Paige Cody (Unsplash)

Es normal que un niño que pasa tiempo solo acabe decorando con más esmero su interior que uno extrovertido. Las horas a solas en su cuarto estudiando las formas del gotelé o construyendo historias con sus muñecos le han hecho un experto interiorista. La soledad, muchas veces, es el caldo de cultivo de la expresión artística. De manera que la historia de la música, la escritura o la pintura, es en realidad un compendio de niños retraídos o bichos raros.  

Giovanni Papini (en Vida de Miguel Ángel) sostiene que los tímidos «son los que más atraídos se ven por el desahogo que, como consoladora compensación, pueden encontrar en el campo del arte o del pensamiento». No deja de ser cierto: salvo excepciones, la sensación de extranjería es un ingrediente esencial de toda vocación artística. No tener mucho en común con la mayoría. Recuerdo ahora del ensayo La ciudad solitaria, en el que Olivia Laing relata la aplastante marginalidad de artistas contemporáneos como Hopper, Andy Warhol o David Wojnarowicz. Christian Bobin escribe que el poeta es un autista que habla. El autismo es un sol invertido, dice: sus rayos se dirigen al interior. De modo que posee la condición de la vidriera. Esta, tras una apariencia deslucida, esconde en su otra cara colores y formas hechizantes. El hombre-artista es como esas cuevas prehistóricas que, tras un angosto pasadizo con hendiduras y población de murciélagos, atesora bisontes, caballos y delicadas manos. 

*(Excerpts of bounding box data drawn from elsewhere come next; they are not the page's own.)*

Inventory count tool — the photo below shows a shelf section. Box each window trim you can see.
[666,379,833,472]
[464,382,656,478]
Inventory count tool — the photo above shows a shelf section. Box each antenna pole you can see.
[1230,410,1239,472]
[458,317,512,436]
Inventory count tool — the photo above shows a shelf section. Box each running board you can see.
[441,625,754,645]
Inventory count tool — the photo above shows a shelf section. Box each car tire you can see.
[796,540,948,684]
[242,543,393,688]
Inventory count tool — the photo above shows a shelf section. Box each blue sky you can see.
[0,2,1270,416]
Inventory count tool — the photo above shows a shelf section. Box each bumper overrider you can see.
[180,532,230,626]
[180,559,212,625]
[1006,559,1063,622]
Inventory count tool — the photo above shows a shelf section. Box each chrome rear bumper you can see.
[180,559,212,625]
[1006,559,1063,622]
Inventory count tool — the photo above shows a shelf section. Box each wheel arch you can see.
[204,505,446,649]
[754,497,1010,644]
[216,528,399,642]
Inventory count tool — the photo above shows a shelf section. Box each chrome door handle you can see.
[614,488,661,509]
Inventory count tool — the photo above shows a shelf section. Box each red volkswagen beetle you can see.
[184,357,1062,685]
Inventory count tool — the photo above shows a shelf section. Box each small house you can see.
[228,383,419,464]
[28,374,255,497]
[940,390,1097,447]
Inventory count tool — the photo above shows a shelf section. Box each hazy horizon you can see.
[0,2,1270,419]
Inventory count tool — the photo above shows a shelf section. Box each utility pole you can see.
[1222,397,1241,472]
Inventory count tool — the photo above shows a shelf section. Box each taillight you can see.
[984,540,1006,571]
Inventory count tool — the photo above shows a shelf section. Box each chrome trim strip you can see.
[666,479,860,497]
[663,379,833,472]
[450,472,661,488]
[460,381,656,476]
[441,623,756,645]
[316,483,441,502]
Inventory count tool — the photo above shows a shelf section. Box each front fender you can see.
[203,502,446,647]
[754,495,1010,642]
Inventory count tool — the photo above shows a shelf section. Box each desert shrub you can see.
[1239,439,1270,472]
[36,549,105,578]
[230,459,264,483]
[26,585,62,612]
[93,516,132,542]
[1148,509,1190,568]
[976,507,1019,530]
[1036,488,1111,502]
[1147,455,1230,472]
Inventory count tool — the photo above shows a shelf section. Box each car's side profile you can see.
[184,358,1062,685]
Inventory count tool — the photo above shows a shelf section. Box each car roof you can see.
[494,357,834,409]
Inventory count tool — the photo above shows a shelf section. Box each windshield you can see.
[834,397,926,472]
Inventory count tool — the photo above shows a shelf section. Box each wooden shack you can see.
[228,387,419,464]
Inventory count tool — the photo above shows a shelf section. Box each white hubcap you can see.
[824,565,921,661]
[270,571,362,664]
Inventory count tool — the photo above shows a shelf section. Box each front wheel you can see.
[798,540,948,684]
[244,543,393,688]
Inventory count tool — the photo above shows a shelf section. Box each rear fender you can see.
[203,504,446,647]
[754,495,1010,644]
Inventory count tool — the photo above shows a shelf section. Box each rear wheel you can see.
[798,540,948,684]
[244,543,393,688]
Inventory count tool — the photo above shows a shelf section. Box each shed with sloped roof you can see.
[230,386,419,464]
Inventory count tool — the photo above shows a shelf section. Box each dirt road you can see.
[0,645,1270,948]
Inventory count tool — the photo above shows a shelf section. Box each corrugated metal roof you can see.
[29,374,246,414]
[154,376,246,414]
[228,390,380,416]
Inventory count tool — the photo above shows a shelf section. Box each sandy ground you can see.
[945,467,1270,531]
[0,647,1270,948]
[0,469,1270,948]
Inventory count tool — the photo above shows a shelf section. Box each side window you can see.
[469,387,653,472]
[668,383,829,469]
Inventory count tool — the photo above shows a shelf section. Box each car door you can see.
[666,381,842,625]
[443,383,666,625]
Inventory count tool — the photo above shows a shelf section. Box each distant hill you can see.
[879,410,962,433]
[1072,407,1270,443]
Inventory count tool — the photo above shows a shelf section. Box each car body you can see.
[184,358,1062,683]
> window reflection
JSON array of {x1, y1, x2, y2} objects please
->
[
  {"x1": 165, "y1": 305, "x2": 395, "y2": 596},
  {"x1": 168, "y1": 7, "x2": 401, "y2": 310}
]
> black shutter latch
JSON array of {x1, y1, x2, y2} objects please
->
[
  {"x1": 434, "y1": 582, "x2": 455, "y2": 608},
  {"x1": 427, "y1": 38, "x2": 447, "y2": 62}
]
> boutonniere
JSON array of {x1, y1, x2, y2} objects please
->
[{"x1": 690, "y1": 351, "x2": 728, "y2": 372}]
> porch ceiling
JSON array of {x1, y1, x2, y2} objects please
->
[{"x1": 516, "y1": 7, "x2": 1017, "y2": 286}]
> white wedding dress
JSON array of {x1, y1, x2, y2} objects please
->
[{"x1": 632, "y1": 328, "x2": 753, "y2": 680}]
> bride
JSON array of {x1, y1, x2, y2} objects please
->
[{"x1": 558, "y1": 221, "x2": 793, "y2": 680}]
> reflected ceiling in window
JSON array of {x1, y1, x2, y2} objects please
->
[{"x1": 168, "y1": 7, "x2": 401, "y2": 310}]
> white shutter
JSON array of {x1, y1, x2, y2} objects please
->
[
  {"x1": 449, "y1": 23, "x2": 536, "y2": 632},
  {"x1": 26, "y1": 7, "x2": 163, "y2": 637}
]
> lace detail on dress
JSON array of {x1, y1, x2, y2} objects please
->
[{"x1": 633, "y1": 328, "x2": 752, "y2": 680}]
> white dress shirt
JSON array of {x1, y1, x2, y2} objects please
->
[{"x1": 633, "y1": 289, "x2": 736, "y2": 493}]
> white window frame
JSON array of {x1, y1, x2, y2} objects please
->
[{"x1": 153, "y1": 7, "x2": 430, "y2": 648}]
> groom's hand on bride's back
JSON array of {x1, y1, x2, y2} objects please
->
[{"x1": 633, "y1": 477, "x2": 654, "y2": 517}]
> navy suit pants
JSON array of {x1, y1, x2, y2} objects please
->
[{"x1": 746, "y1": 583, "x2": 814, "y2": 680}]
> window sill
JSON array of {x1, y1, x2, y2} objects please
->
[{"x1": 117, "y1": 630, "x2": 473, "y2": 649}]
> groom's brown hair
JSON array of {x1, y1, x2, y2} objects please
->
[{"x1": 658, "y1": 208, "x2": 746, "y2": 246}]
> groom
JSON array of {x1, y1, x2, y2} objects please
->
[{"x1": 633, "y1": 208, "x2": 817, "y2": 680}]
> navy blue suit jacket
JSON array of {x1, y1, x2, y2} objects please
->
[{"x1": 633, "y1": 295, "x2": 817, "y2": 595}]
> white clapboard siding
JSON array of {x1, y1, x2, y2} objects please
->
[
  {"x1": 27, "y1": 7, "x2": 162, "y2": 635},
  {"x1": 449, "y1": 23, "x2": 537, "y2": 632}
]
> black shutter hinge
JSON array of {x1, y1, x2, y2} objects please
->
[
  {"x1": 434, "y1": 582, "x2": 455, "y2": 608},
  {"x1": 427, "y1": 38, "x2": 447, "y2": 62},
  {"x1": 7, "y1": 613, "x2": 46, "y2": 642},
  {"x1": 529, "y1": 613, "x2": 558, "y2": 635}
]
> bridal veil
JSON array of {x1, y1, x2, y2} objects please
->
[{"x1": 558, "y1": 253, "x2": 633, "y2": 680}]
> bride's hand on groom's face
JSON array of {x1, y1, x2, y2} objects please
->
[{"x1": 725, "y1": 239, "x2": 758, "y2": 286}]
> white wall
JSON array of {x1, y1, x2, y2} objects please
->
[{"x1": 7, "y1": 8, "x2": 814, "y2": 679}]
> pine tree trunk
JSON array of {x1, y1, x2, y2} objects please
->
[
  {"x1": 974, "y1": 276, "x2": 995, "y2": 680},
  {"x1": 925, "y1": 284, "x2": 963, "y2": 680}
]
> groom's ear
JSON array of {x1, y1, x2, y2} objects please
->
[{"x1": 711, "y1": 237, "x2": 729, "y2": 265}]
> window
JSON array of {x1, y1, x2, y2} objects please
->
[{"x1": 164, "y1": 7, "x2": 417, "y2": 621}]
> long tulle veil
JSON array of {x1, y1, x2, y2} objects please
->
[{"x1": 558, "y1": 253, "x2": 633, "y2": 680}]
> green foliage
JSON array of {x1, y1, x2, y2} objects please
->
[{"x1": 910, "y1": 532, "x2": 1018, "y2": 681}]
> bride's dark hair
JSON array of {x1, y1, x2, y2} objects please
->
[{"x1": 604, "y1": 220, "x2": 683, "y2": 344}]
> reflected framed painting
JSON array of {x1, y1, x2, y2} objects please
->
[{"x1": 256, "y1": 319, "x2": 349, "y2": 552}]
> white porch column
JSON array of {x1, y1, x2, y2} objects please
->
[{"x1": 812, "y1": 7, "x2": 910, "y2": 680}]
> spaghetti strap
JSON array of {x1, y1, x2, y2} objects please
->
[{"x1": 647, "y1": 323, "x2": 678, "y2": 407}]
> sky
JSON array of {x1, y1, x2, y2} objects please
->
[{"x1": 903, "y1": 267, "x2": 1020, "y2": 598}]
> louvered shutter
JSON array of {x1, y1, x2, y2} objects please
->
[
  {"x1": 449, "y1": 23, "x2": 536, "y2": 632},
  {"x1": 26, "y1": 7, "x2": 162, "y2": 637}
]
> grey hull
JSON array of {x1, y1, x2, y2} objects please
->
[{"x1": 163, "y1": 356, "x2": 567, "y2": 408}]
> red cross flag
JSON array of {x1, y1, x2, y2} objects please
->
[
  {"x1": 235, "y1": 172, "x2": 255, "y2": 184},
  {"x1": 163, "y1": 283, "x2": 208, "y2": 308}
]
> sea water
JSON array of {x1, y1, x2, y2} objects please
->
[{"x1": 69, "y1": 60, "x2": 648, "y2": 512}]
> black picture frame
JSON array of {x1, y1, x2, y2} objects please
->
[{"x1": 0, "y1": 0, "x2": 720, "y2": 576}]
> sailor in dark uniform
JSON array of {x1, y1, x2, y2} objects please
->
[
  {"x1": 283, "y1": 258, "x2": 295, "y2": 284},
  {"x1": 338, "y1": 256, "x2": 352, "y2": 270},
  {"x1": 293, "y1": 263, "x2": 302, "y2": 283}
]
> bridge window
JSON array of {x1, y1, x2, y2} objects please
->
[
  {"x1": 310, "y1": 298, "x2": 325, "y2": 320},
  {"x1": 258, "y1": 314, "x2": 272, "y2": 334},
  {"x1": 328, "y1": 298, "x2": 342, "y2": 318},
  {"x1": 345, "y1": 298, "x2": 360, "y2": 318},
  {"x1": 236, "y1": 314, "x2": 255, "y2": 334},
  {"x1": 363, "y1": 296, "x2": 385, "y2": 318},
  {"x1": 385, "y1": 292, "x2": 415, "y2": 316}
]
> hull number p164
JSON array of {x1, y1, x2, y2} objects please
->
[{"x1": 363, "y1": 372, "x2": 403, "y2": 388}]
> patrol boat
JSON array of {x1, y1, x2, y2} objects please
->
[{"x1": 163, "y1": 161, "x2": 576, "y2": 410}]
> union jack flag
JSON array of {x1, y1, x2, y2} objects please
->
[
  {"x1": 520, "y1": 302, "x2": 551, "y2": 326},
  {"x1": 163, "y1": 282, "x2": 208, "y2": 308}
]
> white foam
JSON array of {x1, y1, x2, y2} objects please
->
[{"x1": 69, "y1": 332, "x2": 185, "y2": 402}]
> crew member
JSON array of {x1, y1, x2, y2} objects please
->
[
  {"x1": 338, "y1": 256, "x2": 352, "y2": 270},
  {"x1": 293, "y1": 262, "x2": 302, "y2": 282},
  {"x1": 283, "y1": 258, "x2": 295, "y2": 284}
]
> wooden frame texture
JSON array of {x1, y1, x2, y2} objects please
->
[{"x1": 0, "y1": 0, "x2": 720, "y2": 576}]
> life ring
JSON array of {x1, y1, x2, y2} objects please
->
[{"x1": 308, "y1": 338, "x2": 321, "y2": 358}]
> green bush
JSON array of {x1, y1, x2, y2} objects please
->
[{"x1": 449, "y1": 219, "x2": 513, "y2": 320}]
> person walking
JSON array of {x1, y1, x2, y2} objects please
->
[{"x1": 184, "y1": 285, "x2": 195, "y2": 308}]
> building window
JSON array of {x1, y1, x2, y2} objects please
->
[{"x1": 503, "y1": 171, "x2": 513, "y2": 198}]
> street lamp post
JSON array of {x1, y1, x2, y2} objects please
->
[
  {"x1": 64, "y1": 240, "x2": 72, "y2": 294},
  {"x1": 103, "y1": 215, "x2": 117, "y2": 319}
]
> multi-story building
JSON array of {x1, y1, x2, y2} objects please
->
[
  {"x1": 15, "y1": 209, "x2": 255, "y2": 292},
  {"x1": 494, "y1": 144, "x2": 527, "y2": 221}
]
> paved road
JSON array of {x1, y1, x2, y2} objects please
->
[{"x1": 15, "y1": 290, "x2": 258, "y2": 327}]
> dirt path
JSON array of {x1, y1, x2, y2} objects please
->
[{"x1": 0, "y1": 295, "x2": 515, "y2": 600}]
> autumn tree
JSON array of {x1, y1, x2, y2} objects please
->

Pero Papini va más lejos: llega a insinuar que el motor secreto del arte es en muchos casos una venganza del niño ensimismado: «En los niños no favorecidos por la salud brota fácilmente, como si quisieran desquitarse de una oscura debilidad, el anhelo furibundo e irrefrenable de conseguir la fama (…) Nadie puede imaginar hasta qué punto es estimulante este orgulloso afán en las criaturas solitarias, retraídas, tímidas». Es normal que un niño que pasa mucho tiempo solo acabe decorando con más esmero su interior que uno extrovertido, he dicho. Pero sería terrible que, como sostiene Papini, toda esa riqueza interior no fuera repartida y acabe siendo una coraza, una manera de enfrentamiento, como en el caso de Baudelaire o Sartre. Por eso me decanto más por la teoría contraria: más que la venganza, yo pienso que el arte es un ansia de compartir lo contemplado, una generosidad antes que la represalia de un resentido. El problema es que Papini sigue viendo al artista en clave romántica, como un ser especialísimo, alejado del resto de los mortales y con dones superiores. Con un destino más aciago que la mayoría. Yo pienso que el artista, si bien es extremoso y lo vive todo con una intensidad desmesurada, lo dijo Gaya, es sobre todo alguien sorprendido ante las cosas normales que anhela compartir los ecos de su sorpresa.  

En la sociedad extrovertida, que considera la timidez y el retraimiento taras que deben corregirse desde la etapa escolar, el niño que dibuja en el libro de texto o cuenta las hormigas en los márgenes del patio salvaguarda la valiosa interioridad. De modo que, siempre que haya un niño retraído, habrá esperanza porque podrá legar sus hallazgos a todo el mundo si no se entorpece con el ego su vocación de intermediario. Por fortuna, los gráciles bisontes prehistóricos, aunque escondidos en las tripas de la tierra, pueden ser contemplados por todo el mundo.